The Policy Gradient: Intuition and Derivation


1. Setting the Stage

In policy gradient methods, we parameterize a policy $\pi_\theta(a \mid s)$ and want to maximize the expected return:

\[J(\theta) = \mathbb{E}_{\tau \sim \pi_\theta}[R(\tau)]\]

where $\tau = (s_0, a_0, s_1, a_1, \ldots)$ is a trajectory and $R(\tau)$ is its total return.
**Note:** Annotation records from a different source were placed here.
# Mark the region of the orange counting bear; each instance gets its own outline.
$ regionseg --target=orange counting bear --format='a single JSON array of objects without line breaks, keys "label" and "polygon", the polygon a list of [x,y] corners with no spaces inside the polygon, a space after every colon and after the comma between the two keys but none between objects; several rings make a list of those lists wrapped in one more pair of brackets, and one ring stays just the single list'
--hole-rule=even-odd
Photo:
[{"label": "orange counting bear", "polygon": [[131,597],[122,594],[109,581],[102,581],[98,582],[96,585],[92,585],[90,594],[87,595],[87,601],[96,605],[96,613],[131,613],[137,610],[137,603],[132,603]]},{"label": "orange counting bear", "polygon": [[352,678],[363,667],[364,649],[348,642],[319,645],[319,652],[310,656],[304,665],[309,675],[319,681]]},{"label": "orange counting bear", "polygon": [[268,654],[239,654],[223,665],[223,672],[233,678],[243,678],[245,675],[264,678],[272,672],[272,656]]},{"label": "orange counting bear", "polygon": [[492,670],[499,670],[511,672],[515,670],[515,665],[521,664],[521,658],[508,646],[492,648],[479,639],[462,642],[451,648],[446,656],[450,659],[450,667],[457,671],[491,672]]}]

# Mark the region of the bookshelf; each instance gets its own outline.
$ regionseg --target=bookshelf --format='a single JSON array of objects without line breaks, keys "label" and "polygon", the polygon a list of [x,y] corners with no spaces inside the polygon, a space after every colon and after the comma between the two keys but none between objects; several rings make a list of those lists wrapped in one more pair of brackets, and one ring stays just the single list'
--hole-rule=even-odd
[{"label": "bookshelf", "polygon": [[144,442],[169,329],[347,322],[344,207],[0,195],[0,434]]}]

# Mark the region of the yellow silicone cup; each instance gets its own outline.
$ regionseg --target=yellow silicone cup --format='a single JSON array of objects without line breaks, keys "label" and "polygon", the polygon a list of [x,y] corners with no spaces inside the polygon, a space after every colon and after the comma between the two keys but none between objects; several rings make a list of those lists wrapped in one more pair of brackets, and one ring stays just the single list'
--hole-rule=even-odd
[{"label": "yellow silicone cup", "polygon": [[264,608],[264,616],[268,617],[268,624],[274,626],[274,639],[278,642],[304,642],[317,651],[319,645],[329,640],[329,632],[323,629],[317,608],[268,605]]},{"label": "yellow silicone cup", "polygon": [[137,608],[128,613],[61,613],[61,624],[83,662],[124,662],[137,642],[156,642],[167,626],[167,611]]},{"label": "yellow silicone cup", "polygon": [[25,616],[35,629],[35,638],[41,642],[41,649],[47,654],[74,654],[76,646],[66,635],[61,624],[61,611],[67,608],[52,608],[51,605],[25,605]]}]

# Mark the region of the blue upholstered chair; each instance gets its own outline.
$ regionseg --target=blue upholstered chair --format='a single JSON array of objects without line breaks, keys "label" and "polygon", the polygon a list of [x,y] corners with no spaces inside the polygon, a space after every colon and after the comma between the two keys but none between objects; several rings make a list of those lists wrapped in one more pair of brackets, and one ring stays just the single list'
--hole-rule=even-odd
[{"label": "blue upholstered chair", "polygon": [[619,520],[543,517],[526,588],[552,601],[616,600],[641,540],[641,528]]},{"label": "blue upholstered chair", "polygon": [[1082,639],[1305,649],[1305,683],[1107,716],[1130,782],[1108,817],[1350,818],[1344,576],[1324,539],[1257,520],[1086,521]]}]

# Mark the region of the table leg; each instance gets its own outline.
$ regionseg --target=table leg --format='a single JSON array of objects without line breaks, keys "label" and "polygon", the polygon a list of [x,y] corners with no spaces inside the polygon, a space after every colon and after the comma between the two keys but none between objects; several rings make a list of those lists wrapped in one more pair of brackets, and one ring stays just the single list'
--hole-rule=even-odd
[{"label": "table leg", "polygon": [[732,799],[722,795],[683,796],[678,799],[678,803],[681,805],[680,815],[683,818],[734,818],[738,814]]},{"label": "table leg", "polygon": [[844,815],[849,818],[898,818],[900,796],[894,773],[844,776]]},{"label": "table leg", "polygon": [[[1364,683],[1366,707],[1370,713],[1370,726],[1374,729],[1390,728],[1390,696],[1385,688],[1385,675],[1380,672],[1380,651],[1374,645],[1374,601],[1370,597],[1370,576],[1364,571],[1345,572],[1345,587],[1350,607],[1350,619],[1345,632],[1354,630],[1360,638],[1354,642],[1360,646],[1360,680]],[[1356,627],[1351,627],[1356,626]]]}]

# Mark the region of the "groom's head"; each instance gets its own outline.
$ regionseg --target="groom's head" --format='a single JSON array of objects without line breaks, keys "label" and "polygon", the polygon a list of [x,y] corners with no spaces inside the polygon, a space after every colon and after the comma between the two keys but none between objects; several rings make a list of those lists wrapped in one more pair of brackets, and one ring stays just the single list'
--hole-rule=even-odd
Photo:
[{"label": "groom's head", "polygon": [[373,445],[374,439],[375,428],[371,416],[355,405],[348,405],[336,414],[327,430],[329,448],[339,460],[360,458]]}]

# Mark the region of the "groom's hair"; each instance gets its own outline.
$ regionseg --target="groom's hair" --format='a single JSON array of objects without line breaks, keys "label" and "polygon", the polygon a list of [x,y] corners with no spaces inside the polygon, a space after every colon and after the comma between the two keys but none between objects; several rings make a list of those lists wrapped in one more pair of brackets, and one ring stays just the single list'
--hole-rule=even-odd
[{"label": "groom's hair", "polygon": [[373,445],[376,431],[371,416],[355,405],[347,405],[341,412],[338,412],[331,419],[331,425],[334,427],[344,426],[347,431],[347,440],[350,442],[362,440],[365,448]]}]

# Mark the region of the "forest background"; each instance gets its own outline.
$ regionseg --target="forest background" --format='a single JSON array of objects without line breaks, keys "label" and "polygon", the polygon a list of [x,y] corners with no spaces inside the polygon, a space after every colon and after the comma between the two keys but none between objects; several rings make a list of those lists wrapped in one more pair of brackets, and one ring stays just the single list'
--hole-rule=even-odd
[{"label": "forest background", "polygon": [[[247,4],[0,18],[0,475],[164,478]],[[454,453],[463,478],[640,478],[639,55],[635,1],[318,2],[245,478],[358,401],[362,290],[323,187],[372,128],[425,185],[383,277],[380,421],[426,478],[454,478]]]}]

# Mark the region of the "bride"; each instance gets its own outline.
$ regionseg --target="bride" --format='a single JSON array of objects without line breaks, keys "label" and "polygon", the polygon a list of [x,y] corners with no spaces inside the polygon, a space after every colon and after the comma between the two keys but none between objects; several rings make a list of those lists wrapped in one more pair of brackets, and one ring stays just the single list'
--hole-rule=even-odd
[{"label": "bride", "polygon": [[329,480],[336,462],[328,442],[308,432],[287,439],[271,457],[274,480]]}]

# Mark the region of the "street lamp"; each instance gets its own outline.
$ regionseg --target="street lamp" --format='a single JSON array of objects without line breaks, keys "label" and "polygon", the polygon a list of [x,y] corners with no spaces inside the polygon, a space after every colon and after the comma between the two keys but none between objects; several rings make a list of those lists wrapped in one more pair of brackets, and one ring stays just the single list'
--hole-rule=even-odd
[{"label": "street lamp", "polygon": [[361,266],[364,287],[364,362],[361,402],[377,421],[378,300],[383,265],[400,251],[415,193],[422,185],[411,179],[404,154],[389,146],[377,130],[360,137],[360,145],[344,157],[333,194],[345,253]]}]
We want $\nabla_\theta J(\theta)$ in order to perform gradient ascent.


2. The Core Difficulty

Writing the expectation explicitly:

\[J(\theta) = \sum_\tau P(\tau; \theta)\, R(\tau)\]

Taking the gradient:

\[\nabla_\theta J(\theta) = \sum_\tau \nabla_\theta P(\tau; \theta)\, R(\tau)\]

Here is the problem: this is not an expectation anymore. It is a sum weighted by $\nabla_\theta P$, not by $P$. We cannot sample from $\nabla_\theta P$ — it is not a probability distribution. So we cannot estimate this with Monte Carlo rollouts of our policy.


3. The Log-Derivative Trick

Here is the elegant move. Recall from calculus:

\[\nabla_\theta \log P(\tau; \theta) = \frac{\nabla_\theta P(\tau; \theta)}{P(\tau; \theta)}\]

Rearranging:

\[\nabla_\theta P(\tau; \theta) = P(\tau; \theta)\, \nabla_\theta \log P(\tau; \theta)\]

Substituting back:

\[\nabla_\theta J(\theta) = \sum_\tau P(\tau; \theta)\, \nabla_\theta \log P(\tau; \theta)\, R(\tau) = \mathbb{E}_{\tau \sim \pi_\theta}\!\left[\nabla_\theta \log P(\tau; \theta)\, R(\tau)\right]\]

This is the whole point of the log. It converts the gradient back into an expectation under $\pi_\theta$, which means we can estimate it by simply rolling out our policy and averaging.


4. Decomposing the Trajectory Probability

A trajectory’s probability factors as:

\[P(\tau; \theta) = \rho(s_0) \prod_{t=0}^{T} \pi_\theta(a_t \mid s_t)\, p(s_{t+1} \mid s_t, a_t)\]

Taking the log turns the product into a sum:

\[\log P(\tau; \theta) = \log \rho(s_0) + \sum_{t=0}^{T} \log \pi_\theta(a_t \mid s_t) + \sum_{t=0}^{T} \log p(s_{t+1} \mid s_t, a_t)\]

When we take $\nabla_\theta$, the environment dynamics $\rho(s_0)$ and $p(s_{t+1} \mid s_t, a_t)$ vanish because they do not depend on $\theta$. We are left with:

\[\nabla_\theta \log P(\tau; \theta) = \sum_{t=0}^{T} \nabla_\theta \log \pi_\theta(a_t \mid s_t)\]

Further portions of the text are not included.